Still Duggan says, overall, the local tourism economy is "stable," adding that the “storm hangover” from 2024's catastrophic hurricane season, which lingered into last fall, has faded. 

International Travel Shows Decrease, Too

International travel remains one of the more unsettled pieces of the tourism picture. Visit Sarasota County’s March dashboard says all international regions continue to show significant year-over-year decreases in visitation. That contrasts with fiscal year 2024, when visitation from Canada rose 4.4 percent and travel from the United Kingdom increased 8.4 percent among visitors staying in paid accommodations.

That international demand is important, Duggan says, because overseas travelers tend to stay longer and spend more than domestic visitors. 

She says Visit Sarasota County’s representative in the United Kingdom recently told the organization’s board that economic pressure abroad looks similar to the United States: middle- and lower-income travelers are tightening their budgets, while wealthier visitors remain more willing to spend. Duggan says she has not personally heard politics cited as a major reason for weaker international travel, though the organization’s research firm encounters that sentiment at times.

“For a lot of Brits and Germans, maybe they don’t like the politics, but they like beautiful beaches,” Duggan says.

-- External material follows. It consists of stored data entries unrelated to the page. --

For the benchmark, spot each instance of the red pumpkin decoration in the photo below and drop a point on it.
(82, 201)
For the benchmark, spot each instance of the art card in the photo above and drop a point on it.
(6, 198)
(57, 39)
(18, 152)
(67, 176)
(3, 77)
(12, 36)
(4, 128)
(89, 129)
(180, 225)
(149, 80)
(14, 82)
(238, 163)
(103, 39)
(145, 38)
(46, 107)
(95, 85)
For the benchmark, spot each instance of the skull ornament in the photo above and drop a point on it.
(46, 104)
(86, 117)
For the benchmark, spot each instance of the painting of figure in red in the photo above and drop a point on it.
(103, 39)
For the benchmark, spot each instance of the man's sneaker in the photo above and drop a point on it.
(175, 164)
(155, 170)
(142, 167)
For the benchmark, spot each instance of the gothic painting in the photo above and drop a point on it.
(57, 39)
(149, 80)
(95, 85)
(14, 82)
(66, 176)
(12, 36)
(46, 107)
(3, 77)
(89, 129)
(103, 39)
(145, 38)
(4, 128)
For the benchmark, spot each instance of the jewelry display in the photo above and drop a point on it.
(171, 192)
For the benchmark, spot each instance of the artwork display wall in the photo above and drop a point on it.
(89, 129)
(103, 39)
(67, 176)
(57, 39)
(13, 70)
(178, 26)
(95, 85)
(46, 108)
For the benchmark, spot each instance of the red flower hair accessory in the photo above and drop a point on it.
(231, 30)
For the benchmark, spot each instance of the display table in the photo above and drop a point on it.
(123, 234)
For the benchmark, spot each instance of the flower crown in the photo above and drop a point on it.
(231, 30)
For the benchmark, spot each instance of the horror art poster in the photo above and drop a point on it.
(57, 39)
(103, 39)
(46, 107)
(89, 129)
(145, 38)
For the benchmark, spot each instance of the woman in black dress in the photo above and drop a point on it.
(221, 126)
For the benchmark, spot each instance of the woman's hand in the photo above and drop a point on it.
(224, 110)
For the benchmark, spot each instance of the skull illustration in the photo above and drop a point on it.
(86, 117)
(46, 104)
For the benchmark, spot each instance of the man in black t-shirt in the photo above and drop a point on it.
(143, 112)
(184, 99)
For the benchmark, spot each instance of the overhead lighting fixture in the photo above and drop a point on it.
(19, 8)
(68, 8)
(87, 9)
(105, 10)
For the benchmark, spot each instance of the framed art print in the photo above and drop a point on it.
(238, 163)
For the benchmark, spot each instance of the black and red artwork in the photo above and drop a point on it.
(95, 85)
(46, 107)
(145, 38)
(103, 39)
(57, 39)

As summer approaches, Duggan says local hotels sound more upbeat than they have in some recent periods, helped by what she describes as a good March and what she expects may prove to be a solid April. Visit Sarasota County, she says, is already marketing future visits months in advance, though lower summer and early fall rates also provide an opening to appeal to more budget-conscious travelers.

For now, March’s numbers tell a tourism story with two currents running through it: Sarasota is still attracting visitors and its luxury market remains strong. But the broader economy is leaving a mark that's showing up in shorter stays, softer discretionary spending and a year-to-date tourism picture that has yet to fully recover its footing.